Ob als knackiges Topping, in Backwerken oder als Snack zwischendurch - Nüsse sind universell einsetzbar, werden aber häufig nicht optimal aufbewahrt.

Donnerstag, 03.12.2020, 11:33 Uhr aktualisiert: 03.12.2020, 11:36 Uhr
Walnüsse sollten im Stoffbeutel aufbewahrt werden. In Plastiktüten können sie leicht schimmeln. Foto: Robert Günther

Berlin (dpa/tmn) - Frische Nüsse können vor dem Trocknen leicht schimmeln. Sie in Plastiktüten zu lagern, fördert die Schimmelbildung sogar noch, warnt der TÜV Süd.
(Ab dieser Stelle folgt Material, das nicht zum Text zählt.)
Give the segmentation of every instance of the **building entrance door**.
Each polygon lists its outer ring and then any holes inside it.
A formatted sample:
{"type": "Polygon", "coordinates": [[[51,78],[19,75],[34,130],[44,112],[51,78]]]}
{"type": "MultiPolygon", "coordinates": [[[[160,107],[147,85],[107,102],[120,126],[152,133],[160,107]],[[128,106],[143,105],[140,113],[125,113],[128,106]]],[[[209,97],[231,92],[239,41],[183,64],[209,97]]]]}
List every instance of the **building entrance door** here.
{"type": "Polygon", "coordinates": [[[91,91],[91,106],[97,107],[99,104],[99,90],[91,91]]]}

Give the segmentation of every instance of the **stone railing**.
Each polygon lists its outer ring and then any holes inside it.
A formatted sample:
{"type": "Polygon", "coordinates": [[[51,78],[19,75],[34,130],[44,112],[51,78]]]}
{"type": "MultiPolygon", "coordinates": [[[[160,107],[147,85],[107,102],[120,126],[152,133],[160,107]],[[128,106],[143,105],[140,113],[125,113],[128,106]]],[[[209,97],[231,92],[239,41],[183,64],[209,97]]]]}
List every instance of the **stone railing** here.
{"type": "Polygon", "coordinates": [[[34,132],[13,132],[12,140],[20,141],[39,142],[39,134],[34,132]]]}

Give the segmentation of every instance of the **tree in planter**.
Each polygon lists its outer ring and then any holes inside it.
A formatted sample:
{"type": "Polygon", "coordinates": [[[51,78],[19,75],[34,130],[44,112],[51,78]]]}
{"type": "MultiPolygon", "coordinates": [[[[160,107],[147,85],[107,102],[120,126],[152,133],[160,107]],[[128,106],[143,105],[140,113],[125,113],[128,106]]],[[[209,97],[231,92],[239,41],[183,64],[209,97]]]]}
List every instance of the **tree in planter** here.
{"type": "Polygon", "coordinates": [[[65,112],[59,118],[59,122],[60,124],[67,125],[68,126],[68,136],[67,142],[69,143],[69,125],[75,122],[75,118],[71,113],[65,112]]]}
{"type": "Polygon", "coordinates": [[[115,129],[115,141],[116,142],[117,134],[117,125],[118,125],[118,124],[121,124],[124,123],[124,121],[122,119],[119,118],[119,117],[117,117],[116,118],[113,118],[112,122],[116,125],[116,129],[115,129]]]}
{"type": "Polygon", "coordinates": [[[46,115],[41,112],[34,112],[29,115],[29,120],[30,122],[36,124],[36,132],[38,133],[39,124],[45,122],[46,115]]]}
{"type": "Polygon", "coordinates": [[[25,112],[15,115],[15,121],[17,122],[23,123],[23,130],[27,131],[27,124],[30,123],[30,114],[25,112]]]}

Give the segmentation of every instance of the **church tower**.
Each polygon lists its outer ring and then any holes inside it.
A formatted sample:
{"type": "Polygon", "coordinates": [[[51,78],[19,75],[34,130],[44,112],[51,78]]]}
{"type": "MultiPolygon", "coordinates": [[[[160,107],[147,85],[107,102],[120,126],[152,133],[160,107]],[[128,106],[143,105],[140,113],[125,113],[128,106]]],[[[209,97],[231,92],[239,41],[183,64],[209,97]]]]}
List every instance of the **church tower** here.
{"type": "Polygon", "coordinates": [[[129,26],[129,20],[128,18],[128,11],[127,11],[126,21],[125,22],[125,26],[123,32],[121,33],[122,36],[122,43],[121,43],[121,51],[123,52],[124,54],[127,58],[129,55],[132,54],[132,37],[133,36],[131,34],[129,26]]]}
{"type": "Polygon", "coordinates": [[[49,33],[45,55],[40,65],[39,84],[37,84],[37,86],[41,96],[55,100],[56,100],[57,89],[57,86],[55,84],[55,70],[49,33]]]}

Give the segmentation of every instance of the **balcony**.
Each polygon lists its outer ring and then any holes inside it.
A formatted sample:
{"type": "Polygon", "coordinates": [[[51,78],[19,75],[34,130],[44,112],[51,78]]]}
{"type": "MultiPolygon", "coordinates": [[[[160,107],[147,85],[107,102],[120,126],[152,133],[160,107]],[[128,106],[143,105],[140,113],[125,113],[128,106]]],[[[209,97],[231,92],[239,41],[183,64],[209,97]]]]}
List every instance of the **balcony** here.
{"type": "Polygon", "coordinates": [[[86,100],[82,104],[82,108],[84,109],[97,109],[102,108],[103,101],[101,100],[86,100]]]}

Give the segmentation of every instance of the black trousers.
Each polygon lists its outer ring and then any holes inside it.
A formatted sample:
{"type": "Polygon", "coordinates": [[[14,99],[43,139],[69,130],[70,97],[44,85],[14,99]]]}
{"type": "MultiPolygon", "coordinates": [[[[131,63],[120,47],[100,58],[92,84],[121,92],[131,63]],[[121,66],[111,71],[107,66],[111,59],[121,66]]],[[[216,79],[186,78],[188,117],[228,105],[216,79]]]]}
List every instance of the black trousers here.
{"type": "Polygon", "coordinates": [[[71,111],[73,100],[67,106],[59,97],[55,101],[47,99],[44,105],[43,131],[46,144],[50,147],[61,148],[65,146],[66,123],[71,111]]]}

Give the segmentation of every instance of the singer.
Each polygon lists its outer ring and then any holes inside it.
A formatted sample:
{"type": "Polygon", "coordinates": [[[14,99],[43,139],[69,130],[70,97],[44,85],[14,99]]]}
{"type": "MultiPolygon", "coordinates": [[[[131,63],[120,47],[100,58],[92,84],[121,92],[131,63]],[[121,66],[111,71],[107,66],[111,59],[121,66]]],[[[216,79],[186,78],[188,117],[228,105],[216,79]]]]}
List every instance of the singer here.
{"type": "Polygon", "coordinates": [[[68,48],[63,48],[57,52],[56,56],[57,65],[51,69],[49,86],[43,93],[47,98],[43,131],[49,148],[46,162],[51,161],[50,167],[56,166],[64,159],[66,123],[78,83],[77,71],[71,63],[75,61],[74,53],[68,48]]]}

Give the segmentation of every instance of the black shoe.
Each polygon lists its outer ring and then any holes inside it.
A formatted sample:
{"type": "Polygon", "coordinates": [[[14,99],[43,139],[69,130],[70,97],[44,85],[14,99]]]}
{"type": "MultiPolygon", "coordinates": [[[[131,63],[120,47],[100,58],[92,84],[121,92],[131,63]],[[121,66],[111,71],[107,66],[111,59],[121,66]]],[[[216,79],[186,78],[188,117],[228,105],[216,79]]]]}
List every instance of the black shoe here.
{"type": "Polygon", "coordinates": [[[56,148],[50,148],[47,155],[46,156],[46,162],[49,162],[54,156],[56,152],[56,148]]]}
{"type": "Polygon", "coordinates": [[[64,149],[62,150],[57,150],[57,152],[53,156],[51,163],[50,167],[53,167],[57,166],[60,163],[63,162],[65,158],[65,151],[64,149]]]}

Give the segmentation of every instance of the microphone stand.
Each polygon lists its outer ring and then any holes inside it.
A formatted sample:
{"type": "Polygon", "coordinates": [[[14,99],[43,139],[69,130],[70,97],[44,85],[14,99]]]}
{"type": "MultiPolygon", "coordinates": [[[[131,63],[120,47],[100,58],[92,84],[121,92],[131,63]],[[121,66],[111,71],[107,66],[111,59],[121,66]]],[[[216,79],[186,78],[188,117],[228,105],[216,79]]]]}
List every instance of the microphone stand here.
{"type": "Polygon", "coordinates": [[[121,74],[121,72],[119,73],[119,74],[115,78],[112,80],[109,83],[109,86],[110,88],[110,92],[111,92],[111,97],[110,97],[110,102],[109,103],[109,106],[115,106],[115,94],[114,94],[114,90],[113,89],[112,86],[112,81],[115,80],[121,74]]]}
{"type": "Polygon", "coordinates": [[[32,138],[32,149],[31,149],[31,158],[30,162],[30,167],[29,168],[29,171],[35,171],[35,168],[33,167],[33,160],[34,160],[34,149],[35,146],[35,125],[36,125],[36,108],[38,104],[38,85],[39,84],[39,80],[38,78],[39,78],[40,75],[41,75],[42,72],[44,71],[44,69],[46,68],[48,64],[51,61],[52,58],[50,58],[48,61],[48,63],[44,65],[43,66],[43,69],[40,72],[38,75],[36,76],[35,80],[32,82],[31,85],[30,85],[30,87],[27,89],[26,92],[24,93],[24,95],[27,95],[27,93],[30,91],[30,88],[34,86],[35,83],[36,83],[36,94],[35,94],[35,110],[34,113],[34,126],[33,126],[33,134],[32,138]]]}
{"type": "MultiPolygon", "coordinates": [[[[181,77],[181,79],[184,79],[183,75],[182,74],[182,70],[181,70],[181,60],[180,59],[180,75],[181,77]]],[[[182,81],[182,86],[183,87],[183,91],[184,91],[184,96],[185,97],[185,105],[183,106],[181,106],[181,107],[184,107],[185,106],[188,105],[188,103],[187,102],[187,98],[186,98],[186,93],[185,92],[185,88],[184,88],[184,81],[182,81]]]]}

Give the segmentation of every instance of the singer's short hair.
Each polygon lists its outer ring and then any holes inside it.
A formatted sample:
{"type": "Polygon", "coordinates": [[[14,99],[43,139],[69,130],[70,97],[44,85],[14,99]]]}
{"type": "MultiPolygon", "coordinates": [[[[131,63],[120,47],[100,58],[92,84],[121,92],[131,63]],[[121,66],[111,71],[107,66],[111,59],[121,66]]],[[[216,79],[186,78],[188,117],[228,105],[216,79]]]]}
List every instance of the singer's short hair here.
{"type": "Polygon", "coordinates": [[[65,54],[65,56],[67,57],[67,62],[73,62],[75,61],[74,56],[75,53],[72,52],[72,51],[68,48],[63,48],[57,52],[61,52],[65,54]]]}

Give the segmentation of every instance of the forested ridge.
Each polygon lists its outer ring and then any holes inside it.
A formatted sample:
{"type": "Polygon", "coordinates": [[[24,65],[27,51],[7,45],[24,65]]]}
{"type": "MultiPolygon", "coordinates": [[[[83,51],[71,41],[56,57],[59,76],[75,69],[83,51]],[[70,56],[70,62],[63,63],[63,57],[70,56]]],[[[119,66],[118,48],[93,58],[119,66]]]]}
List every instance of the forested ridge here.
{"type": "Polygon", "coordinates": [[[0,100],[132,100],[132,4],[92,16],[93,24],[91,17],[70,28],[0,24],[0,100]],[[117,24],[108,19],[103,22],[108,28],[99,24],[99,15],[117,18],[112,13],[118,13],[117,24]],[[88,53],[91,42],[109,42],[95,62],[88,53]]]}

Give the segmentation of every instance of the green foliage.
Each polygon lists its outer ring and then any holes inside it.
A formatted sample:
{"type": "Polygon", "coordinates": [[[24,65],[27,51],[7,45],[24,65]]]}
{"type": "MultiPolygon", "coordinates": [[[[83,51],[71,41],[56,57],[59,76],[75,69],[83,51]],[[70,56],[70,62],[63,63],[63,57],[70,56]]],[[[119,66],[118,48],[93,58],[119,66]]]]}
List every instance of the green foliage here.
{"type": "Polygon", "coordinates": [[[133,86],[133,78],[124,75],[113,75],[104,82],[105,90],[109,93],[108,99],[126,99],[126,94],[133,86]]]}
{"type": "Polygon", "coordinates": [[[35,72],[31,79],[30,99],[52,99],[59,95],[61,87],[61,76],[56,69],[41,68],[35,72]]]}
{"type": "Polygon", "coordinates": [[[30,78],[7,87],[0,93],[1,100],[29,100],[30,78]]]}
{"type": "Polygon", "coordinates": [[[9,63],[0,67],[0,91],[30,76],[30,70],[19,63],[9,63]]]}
Besser geeignet seien daher Stoffbeutel.

Die Ausbreitung krebserzeugender und leberschädigender Schimmelpilzgifte (Mykotoxine) sei nicht mit dem Auge zu erkennen. Sie werden auch nicht durch Backen oder Rösten inaktiviert. Die TÜV-Lebensmittelexperten empfehlen, Nüsse immer luftdicht, kühl, dunkel und trocken zu lagern. Die richtige Lagertemperatur betrage 10 bis 18 Grad.

Ungeschält können Nüsse länger aufbewahrt werden als geschält. Bei selbst gesammelten Nüssen sollte vor dem Einlagern genau kontrolliert werden, ob die Schale unbeschädigt ist und ob keine Risse, Löcher oder Schädlingsbefall erkennbar sind. Haselnüsse werden dagegen besser ohne Schale getrocknet und ganz, gehackt oder gemahlen in den Tiefkühler gelegt.

Schimmelbildner vermehren sich in gemahlenen Produkten allerdings schneller. Wer in Nüssen, Kernen und Samen Schimmelbefall, untypische Verfärbungen, einen ranzigen oder muffigen Geruch bemerkt, sollte die betroffene Packung vollständig entsorgen. Auch bei bereits abgepackten ganzen Nüssen ist es besser, nicht nur die befallenen Nüsse, sondern die ganze Packung zu verwerfen.